Growth of Christianity, Islam
Lugo said Christianity, in particular, is exploding. In 1900 there were 7 million Christians in sub-Saharan Africa. That number is up 70 times today to a staggering 470 million. Christians now account for 60 percent of the population.
That growth by any global comparison or historical comparison has to be one of the most rapid religious transformations in the history of Christianity in the last 2,000 years.
Muslims have also seen a big rise in their numbers - from 11 million in 1900 to some 234 million in 2010.

Traditional Beliefs Still Strong
But that is not to say that the indigenous African beliefs are not being practiced today on the continent. In fact, the survey found that half of the people questioned in South Africa believed that sacrifices to the ancestors, and even spirits, can protect people from harm.
The Pew survey also shows that despite the dominance of Christianity and Islam, traditional African religious beliefs haven't diminished.
CBN News came across a group of traditional faith healers preparing for a ceremony.
"We believe that God can talk to us through our ancestors," one village witch doctor said. "There are many people, especially in the rural villages, who hold fast to these and other practices."

Fruits of Mission Work
Nonetheless, missionary Jacques Vernaud could never have imagined today's phenomenal growth of Christianity.
Born in the central African nation of Gabon to Swiss parents, Vernaud said he was 20-years-old when he first felt a calling from God to be a missionary to Africa.
"And I spent many years traveling by foot hundreds of miles through the big jungles, the rain forest, to reach some remote villages, small villages, 20 people and 30 people," Vernaud recalled. "In those days I never preached before big congregations."
Fifty-seven years later, he leads one of the largest churches in the Democratic Republic of Congo. He has 60 other churches around the country.
"We are not saved through religion; we are saved through a person, Jesus Christ the Savior, and in obeying the Word of God," he said. Vernaud pastors La Bourne Church in the capital city of Kinshasa. Like his fellow pastor in Soweto, Vernaud said he bears witness to the power of God in people's lives.
"God is doing something special for Africa in our days," he said.0


Africans Most Optimistic
Despite the crushing poverty, hunger, disease and famine that millions of Africans face each day, researchers discovered that the people living in this region rank the highest in the world in terms of their optimistic outlook.
"Africans sometimes have been described as incurably religious. One can also say they are incurably optimistic," Lugo said.

Key Survey Findings
1Large numbers of people have witnessed or experienced a divine healing.
2Many speak in tongues and have received divine prophecies.
3A majority of Christians want the Bible as the official law of the land.
4And they are equally committed to seeing their political leaders reflect those Biblical values.

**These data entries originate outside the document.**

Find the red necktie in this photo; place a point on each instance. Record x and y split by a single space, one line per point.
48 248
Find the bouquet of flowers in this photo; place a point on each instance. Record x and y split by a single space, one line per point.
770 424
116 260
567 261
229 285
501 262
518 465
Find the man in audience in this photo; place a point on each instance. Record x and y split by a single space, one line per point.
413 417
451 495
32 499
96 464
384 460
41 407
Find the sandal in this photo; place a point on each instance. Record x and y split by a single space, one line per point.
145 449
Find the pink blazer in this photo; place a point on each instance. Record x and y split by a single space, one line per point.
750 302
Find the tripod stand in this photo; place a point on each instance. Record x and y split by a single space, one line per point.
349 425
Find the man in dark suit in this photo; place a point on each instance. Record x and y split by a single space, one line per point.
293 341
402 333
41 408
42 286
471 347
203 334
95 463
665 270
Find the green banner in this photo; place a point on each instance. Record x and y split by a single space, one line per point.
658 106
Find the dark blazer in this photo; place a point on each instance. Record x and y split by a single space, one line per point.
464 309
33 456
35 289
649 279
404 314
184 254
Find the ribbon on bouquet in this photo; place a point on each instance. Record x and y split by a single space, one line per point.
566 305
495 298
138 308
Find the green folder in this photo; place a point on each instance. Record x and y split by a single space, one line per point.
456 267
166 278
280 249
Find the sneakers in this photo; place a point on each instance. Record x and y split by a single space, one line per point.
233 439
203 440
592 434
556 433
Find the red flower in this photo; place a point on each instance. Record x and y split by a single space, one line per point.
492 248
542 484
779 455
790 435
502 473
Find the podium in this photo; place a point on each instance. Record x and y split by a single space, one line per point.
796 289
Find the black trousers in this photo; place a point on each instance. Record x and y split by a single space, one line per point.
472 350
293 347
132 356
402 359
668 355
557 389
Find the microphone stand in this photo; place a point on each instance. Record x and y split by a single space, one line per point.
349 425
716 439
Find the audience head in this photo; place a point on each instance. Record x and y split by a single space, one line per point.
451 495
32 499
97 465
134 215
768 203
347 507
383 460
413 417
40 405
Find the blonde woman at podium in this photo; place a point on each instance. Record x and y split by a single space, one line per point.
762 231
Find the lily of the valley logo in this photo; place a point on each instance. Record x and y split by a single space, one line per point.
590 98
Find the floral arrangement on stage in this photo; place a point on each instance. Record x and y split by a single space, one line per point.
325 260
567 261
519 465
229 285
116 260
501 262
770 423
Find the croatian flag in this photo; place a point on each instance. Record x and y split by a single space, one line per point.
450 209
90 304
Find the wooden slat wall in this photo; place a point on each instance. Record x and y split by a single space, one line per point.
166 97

Back in Soweto, Pastor Mosa Sono is thrilled that Africa is on the leading edge of Christianity's growth worldwide. For years, he's been calling on the men and women of his church to take up the mantle of carrying the banner of Christ to the ends of the earth. "We come from a history where things were done for us," Sono said. "People came to us, to tell us about Christ. We were their so-called 'dark continent.' But we realize history changes and so we intentionally and proactively talk about taking the Gospel to other parts of the world."
That zeal is yet another sign, researchers say, of Africa's dynamism and spiritual vitality.